If you think you are on the road towards burnout, I recommend finding someone to support you, a qualified psychotherapist or counsellor that can help you rebalance your life, help you understand some of the underlying issues, and take back control.
Three approaches to help you overcome burnout
1. Short-term counselling - 12 sessions of counselling that focus on identifying the situation, developing internal resources through self-awareness, understanding working styles and life script, behavioural dynamics, building self-belief, and taking personal responsibility for change.
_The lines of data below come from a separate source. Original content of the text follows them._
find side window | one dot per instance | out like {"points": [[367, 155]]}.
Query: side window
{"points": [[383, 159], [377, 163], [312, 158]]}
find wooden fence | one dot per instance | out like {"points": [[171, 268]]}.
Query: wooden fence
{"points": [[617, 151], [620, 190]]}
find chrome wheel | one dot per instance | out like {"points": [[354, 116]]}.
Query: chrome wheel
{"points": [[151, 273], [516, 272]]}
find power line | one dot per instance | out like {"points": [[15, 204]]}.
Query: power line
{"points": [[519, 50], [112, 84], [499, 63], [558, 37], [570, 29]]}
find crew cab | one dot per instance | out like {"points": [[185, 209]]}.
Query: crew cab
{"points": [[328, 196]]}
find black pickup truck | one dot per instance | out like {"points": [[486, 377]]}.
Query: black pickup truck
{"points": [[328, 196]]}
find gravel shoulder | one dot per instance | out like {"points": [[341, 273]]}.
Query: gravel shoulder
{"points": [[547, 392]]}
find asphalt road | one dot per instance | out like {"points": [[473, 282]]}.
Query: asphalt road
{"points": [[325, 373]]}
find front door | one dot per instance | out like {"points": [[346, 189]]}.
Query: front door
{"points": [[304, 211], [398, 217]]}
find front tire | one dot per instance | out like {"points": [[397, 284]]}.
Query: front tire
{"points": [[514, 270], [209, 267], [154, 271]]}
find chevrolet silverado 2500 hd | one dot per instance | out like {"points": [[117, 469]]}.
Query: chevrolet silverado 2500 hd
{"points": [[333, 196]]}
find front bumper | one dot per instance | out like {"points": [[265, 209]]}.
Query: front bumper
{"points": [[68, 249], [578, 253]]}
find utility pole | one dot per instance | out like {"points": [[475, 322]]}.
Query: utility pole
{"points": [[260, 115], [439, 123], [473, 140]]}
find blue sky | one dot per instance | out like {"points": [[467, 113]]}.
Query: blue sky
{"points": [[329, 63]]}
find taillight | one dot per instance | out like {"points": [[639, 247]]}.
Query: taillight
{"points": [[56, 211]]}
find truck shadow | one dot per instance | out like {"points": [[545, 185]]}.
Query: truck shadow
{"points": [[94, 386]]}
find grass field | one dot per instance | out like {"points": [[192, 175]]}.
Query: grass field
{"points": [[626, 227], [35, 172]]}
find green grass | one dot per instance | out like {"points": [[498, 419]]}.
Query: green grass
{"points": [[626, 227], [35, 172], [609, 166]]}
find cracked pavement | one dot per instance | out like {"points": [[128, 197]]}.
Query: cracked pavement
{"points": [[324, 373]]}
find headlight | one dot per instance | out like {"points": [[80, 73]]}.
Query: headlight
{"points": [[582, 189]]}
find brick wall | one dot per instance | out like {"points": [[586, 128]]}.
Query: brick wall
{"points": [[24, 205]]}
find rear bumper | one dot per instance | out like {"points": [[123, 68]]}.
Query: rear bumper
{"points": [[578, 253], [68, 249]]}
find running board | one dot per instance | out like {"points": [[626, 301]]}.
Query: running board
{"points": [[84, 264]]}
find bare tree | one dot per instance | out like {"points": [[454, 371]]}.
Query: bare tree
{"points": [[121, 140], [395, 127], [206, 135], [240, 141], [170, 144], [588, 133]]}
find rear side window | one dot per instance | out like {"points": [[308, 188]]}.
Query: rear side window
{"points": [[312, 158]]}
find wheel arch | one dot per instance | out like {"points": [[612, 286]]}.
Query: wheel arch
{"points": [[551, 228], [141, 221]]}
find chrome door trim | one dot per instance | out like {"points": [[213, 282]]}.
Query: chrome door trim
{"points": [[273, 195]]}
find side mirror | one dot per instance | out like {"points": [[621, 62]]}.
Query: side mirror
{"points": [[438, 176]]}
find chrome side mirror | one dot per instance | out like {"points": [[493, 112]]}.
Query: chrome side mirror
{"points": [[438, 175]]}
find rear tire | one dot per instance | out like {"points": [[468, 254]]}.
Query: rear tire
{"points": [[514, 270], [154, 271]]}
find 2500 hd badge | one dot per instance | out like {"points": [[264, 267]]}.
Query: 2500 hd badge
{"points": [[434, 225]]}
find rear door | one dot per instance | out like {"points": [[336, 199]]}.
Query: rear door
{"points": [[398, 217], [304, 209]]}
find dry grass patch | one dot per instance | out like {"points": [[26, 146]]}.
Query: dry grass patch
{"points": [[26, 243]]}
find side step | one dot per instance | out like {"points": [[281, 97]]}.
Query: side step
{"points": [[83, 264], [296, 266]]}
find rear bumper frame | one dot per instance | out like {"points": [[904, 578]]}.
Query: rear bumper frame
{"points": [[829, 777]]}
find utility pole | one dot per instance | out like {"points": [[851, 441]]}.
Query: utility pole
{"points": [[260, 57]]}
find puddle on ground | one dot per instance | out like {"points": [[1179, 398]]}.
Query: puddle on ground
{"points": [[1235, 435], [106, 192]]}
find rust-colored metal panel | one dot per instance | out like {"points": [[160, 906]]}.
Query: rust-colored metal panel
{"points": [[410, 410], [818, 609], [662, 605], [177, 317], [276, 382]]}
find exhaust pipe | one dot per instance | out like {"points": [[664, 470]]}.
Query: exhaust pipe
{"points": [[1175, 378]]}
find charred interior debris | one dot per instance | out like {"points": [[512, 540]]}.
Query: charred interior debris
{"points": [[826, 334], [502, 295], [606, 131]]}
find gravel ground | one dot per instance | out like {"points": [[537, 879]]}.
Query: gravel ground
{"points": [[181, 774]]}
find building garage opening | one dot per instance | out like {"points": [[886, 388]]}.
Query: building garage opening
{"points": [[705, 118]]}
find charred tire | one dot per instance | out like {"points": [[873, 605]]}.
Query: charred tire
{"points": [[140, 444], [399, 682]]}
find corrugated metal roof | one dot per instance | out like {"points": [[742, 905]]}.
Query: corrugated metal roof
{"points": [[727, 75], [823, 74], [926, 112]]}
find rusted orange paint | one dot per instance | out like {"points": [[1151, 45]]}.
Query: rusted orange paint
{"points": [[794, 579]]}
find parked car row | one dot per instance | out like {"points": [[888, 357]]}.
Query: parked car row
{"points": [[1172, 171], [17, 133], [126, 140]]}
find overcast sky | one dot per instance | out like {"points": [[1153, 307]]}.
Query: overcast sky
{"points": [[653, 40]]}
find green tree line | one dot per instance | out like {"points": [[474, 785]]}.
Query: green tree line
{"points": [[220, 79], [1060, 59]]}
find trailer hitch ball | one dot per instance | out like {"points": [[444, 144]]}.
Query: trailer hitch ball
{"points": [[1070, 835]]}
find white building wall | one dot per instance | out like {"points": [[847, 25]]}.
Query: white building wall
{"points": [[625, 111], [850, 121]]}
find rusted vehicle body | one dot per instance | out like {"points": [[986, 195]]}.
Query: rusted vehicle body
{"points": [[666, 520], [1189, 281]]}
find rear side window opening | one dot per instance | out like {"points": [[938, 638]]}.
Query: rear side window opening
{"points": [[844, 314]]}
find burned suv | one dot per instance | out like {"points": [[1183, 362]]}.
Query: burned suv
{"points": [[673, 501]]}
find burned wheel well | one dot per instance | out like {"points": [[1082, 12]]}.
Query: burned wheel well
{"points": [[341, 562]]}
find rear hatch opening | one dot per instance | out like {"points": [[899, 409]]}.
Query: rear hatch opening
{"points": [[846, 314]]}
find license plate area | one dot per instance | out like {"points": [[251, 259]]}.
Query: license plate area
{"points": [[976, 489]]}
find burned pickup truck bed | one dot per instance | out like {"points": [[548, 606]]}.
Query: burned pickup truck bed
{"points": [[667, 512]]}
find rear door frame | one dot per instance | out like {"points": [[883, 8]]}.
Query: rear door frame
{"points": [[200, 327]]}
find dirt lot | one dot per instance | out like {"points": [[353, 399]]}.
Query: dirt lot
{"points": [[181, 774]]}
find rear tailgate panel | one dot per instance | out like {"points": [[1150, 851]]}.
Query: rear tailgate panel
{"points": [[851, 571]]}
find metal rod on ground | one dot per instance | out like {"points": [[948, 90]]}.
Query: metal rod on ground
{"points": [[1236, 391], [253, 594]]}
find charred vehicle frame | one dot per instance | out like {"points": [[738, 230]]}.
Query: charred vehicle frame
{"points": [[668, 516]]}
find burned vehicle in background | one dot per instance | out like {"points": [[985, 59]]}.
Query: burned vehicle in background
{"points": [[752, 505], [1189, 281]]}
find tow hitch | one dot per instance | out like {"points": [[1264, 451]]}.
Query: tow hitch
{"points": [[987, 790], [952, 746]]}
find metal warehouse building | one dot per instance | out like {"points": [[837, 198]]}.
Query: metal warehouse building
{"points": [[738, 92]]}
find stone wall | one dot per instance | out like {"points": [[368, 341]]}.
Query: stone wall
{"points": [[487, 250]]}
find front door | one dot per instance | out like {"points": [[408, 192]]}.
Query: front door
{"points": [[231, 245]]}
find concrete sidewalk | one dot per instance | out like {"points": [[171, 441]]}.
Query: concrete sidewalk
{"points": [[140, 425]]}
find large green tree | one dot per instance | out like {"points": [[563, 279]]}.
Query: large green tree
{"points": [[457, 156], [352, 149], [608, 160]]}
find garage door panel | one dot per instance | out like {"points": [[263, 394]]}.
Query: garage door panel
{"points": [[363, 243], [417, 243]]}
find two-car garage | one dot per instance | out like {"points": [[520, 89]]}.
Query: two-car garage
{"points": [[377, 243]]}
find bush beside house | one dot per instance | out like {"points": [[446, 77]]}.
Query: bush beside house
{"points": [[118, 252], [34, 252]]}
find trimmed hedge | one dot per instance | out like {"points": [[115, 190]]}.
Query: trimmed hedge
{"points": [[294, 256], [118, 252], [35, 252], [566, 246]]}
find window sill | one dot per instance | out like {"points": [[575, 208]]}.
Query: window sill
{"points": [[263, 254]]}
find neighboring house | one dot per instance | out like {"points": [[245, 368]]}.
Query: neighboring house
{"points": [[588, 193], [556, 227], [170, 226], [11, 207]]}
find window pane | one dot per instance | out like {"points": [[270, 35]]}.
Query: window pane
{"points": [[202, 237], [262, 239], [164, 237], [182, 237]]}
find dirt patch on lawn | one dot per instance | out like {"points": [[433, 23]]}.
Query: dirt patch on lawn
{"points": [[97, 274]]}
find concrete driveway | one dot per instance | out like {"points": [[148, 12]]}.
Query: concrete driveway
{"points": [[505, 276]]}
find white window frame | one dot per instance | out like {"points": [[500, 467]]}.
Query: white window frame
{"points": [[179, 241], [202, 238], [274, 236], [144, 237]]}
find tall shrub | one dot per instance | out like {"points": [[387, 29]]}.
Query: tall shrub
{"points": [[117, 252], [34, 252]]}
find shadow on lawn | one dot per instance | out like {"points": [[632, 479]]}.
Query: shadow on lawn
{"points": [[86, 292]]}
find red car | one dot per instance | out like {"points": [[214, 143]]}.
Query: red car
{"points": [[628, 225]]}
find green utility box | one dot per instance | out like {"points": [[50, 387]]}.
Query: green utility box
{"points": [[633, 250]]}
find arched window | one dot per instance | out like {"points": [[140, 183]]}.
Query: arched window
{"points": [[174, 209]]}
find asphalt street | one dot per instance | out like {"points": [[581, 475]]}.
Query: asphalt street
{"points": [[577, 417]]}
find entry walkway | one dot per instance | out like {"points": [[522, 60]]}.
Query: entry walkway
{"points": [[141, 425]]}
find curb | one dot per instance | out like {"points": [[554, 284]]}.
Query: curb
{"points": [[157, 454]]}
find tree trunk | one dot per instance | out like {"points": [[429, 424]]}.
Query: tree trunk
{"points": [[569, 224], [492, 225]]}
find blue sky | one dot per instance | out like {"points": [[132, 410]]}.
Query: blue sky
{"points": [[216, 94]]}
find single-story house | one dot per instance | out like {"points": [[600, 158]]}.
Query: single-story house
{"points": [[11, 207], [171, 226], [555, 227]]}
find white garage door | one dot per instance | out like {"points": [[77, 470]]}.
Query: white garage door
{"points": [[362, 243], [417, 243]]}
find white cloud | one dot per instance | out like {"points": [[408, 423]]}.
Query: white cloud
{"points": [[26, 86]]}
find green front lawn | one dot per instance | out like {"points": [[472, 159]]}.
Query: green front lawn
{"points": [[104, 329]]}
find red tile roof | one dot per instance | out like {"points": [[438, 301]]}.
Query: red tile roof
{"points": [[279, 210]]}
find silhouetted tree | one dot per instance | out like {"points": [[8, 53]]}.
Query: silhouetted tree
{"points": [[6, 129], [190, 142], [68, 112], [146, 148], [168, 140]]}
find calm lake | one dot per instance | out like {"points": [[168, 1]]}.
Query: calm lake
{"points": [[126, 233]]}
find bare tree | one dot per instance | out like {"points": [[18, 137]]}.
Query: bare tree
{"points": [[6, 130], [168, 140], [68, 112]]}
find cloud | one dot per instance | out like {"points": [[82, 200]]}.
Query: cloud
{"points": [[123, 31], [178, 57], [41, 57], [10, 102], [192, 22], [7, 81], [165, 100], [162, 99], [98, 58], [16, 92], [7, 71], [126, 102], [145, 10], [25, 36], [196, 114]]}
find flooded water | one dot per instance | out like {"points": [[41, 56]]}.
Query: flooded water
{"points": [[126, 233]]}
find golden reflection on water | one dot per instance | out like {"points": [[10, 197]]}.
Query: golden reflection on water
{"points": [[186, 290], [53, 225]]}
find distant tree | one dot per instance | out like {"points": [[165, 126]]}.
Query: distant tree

Some big relief in symptoms is common after 12 sessions.
2. Long-term psychotherapy (between six months and many years) - this follows on from the 12 initial sessions, providing a deeper experience of self-discovery and ongoing support. Longer-term psychotherapy enables substantial shifts in self-acceptance, understanding, and a greater ability to be spontaneous, autonomous, and closer to others. Like going to the gym every week to maintain physical fitness, long-term psychotherapy can provide a weekly or fortnightly dose of high-quality self-care. It usually involves a deep structural change in the balance of one’s internal and external world, so the tendency towards exhaustion and burnout are addressed at a deep level.
3. Outdoor therapy - this involves taking the therapy outdoors, and walking and talking in nature. Research has shown that spending time in nature provides restorative benefits to physical and mental health, such as;
- improved mood
- stress reduction
- enhanced thinking
Outdoor therapy is life-enhancing, with nature supporting our ability to self-reflect and connect to ourselves and others.